In this study, we investigated the association between BIA variables and pulmonary function indices, assuming that body composition analysis can be related to pulmonary function indices. Body composition analysis is associated with many known diseases such as cardiovascular diseases, diabetes, cancer, osteoporosis, osteoarthritis as well as body composition with obstructive pulmonary disease (24).
In previous studies, the association between anthropometric indices and dimensions with pulmonary function indices had been investigated (13). In the present study, it was observed that the correlation coefficient between BIA measures and pulmonary function indices was relatively higher than anthropometric indices and dimension ratio correlation coefficient with pulmonary function indices. The only anthropometric index that correlates to or better than BIA indices with the pulmonary function was height. The best BIA indicators in correlation with pulmonary function are Bone mass, FFM, TBW, ECW, and ICW.
On the other hand, one of the variables that traditionally predicts lung function is the age variable. Pulmonary function decreases with age (30). One of the common predictors of pulmonary function in various studies is the age, which was also used as a predictor of pulmonary function in this study.
In previous studies, it was observed that pulmonary function indices such as FVC, FEV1, and FEF25-75 were significantly different in the three groups of underweight, normal, and overweight. Body fat percentage has a higher correlation coefficient with lung function than BMI. In a study, pulmonary function and body composition indices in male and female athletes were found to have a significant correlation between pulmonary function and body fat percentage, muscle mass, FFM, trunk muscle mass, trunk fat mass, and wrist and hip circumference. In another study, age, sex, body weight, BMI, fat percentage, FFM, WHR were significantly associated with lung function, but their R2 was not high enough to interpret it (31).
In the present study, no correlation was observed between BMI and pulmonary function. This may be due to the essential role of the weight component in BMI. Body mass index does not differentiate between FM and FFM (13).

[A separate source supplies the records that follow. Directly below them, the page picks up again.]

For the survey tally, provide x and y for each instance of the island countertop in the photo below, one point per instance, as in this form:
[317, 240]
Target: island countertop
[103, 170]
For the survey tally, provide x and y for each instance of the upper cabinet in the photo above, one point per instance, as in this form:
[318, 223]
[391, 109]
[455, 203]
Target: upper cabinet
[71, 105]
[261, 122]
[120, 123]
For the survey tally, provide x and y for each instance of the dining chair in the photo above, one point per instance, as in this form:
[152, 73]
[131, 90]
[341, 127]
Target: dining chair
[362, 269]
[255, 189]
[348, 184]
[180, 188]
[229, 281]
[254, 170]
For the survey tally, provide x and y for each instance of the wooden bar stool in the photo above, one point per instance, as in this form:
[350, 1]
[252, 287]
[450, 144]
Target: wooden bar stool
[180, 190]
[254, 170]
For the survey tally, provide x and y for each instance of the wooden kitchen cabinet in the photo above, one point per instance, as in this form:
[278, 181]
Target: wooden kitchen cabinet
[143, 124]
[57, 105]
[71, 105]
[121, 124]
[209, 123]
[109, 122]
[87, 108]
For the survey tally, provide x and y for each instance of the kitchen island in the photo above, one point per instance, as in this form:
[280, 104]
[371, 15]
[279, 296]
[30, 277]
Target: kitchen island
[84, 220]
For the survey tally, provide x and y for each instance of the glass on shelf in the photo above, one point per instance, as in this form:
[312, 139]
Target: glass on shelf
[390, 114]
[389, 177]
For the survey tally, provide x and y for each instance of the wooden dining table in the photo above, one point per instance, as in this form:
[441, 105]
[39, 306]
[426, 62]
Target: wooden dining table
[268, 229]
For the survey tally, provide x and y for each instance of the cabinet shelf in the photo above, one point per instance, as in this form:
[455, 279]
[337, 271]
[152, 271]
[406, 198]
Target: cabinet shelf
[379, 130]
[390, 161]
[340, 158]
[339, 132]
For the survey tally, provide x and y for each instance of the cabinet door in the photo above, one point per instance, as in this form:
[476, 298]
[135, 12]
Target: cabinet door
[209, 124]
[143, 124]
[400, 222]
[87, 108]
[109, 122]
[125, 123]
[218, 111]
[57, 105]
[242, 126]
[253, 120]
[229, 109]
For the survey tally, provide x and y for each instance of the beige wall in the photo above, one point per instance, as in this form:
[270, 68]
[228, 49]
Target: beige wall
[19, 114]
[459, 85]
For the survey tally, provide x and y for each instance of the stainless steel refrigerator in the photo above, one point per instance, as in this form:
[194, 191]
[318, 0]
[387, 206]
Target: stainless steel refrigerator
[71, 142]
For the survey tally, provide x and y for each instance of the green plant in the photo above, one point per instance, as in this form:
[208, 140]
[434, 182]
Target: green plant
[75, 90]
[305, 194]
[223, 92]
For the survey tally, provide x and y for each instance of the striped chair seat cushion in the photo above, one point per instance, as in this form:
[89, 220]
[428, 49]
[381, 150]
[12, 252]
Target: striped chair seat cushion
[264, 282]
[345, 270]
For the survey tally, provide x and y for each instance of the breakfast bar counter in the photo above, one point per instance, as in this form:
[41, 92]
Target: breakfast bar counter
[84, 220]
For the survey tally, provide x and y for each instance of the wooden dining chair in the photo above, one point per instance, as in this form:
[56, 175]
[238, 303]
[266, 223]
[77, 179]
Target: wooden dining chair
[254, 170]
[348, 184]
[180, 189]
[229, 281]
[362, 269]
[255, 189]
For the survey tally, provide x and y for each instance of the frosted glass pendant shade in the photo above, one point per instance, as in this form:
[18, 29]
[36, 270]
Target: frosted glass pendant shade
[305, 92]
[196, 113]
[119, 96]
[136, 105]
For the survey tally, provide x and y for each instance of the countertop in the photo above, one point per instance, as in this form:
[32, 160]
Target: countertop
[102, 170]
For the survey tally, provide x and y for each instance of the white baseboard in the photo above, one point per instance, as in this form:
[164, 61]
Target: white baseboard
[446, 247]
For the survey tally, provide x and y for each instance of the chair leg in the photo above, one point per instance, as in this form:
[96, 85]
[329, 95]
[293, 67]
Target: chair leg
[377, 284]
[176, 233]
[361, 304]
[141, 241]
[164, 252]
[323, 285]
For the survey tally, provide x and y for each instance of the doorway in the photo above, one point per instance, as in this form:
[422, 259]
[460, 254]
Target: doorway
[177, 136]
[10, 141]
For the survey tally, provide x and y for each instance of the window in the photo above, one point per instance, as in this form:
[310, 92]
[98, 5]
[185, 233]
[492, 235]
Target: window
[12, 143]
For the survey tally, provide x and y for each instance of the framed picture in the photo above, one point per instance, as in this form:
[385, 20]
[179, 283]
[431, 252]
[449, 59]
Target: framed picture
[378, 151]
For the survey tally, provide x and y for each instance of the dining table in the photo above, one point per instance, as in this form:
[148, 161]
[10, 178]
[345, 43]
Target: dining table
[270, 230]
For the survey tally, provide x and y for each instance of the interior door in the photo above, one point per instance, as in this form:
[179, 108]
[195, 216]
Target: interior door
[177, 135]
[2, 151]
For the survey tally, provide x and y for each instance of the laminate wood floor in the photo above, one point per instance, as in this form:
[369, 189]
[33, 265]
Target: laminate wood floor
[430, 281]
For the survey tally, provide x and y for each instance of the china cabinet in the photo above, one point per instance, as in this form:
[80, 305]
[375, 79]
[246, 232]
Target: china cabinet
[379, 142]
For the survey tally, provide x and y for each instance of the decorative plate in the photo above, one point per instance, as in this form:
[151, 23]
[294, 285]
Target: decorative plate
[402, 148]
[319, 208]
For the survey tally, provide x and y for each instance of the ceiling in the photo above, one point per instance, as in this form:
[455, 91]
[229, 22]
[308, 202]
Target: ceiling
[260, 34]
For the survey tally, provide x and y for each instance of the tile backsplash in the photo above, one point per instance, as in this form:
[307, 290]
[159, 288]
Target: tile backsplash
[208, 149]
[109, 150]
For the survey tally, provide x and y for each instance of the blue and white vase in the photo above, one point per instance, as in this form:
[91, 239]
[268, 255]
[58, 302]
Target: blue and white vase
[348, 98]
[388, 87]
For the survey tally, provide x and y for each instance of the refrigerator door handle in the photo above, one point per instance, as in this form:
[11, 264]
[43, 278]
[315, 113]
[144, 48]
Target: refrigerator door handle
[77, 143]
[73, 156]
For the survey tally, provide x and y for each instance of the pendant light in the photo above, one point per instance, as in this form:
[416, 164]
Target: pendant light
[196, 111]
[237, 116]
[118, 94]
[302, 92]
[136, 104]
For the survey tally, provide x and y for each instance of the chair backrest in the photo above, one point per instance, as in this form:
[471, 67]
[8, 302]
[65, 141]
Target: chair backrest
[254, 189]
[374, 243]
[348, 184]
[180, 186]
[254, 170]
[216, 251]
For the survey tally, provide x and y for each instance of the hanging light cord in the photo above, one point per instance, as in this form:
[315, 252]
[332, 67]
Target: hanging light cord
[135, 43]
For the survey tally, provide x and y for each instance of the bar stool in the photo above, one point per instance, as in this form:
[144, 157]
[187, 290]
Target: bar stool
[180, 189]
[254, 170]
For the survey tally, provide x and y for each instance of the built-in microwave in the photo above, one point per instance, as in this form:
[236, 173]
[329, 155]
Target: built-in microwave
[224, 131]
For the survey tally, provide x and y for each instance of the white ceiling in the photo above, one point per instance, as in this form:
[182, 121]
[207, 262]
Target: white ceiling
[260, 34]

In the present study, the FFM index was suggested as a strong correlation coefficient with pulmonary function. In a study that looked at the incidence of adolescents with cystic fibrosis, the Lean Body Mass Index, or Fat-Free Mass, was found to be strongly correlated with lung function relative to BMI (32). Similar results were observed in the present study.
One of the most important factors in reducing pulmonary function is obesity, especially since the increase in adipose tissue in the abdominal and chest areas can lead to limited chest dilation (13). Obese people experience a vicious cycle due to reduced mobility and a sedentary lifestyle, resulting in increased mortality rate (33). Abdominal obesity as a major component in the development of metabolic syndrome causes mechanical impairment of pulmonary function in middle-aged adults (34). Accumulation of visceral fat with insulin resistance and impaired glucose tolerance, high blood pressure, impaired lipid metabolism such as metabolic syndrome, and arteriosclerosis are involved (35).
Also, one of the findings of the present study was the inverse and significant relationship between visceral fat and pulmonary function. Previous studies have shown that airway inflammation is more likely to occur in people with a higher body fat percentage (36).
In previous studies, one of the indicators that had an association with the pulmonary function was waist circumference., In the present study in the presence of other anthropometric indicators, demographic information and BIA, and in the presence of all mentioned indicators, age, sex, height, visceral fat, and FFM, waist circumference had a statistical association with FEV1 that, in the FVC index in addition to the mentioned factors, ICW is also considered as a predictor.
In different spirometry devices and based on several studies that have been done to predict the normal range of spirometry, four components are used: age, sex, race, and height. It is expected that weight is also a predictor of the normal spirometry range. However, various studies show that weight is not a predictor of the normal range of pulmonary function in spirometry.
Based on the regression results of the present study, we observed an interesting result. The total body weight is composed of two components: Fat weight and Fat-Free Mass (weight of other lean components). In regression analysis, it was observed that FFM has a direct association with FEV1 and FVC. The visceral fat mass has an inverse association with both indicators of pulmonary function.
Since Visceral fat can be considered as a representative of a large part of body fat, it can be concluded that the result of FFM and body fat, which are considered as total body weight, counteract the effect of each other and therefore weight. It is not included in various studies as a predictor of normal lung function.
On the other hand, obtaining FFM, Visceral fat by direct weight measurement method is fairly expensive and not available to everyone, so it is possible to estimate FFM or visceral fat by measuring some dimensions and enter this predictor into the lung function normal range estimates formula.